Abstract

Industry is actively evaluating additive manufacturing (AM) for parts and assemblies, but many applications have strict requirements that manufacturing processes be stable and repeatable. This is currently a challenge for many operators of powder bed fusion (PBF) technologies where limited understanding of how the AM process parameters impact the dimensional deviation from the design and material quality. The experiment described in this paper employed an electron beam melting (EBM) Arcam A2X and Ti-6Al-4V powder to manufacture single lines of melted powder within the bed. This fundamental approach was designed to identify variation and inaccuracy at the micro scale that could provide lessons applicable to the macro scale. It is a subset of a broader ongoing effort intended to characterize the manufacturing repeatability of the EBM PBF process.

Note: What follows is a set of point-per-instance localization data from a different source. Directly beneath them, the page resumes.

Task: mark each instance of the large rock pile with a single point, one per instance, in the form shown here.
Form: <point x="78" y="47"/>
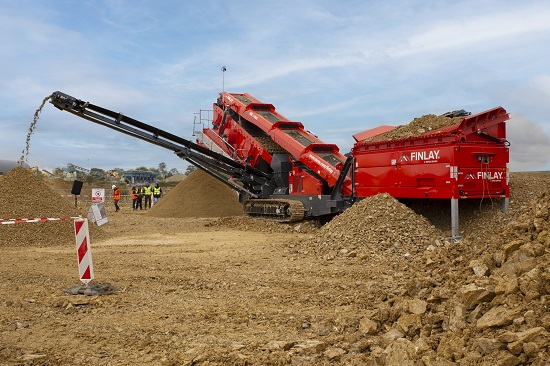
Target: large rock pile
<point x="26" y="196"/>
<point x="377" y="225"/>
<point x="417" y="127"/>
<point x="480" y="301"/>
<point x="199" y="195"/>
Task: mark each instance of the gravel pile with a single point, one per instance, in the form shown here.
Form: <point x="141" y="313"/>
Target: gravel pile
<point x="482" y="301"/>
<point x="417" y="127"/>
<point x="26" y="196"/>
<point x="374" y="225"/>
<point x="198" y="195"/>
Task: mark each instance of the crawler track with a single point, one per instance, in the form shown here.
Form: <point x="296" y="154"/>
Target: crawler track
<point x="274" y="209"/>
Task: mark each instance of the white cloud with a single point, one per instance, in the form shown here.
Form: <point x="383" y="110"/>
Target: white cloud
<point x="530" y="145"/>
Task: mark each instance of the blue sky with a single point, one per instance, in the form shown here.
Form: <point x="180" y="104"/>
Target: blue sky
<point x="339" y="67"/>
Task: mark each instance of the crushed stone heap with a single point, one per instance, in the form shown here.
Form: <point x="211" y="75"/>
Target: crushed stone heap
<point x="25" y="196"/>
<point x="417" y="127"/>
<point x="198" y="195"/>
<point x="375" y="224"/>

The design of this experiment involved the placement of short line segments in various orientations within the build plane. Two different sets of process parameters were utilized to fabricate the CAD build geometry. Each line specimen was imaged and 3D scanned within the surrounding sintered powder to study the topology. Observations from the resulting measurements were correlated with the machine process parameters and log file data. The dimensional deviation of the melt - was characterized along with the minimum feature size. These findings provide valuable EBM design for additive manufacturing guidance to help improve quality and limit deviation in components produced for industrial applications.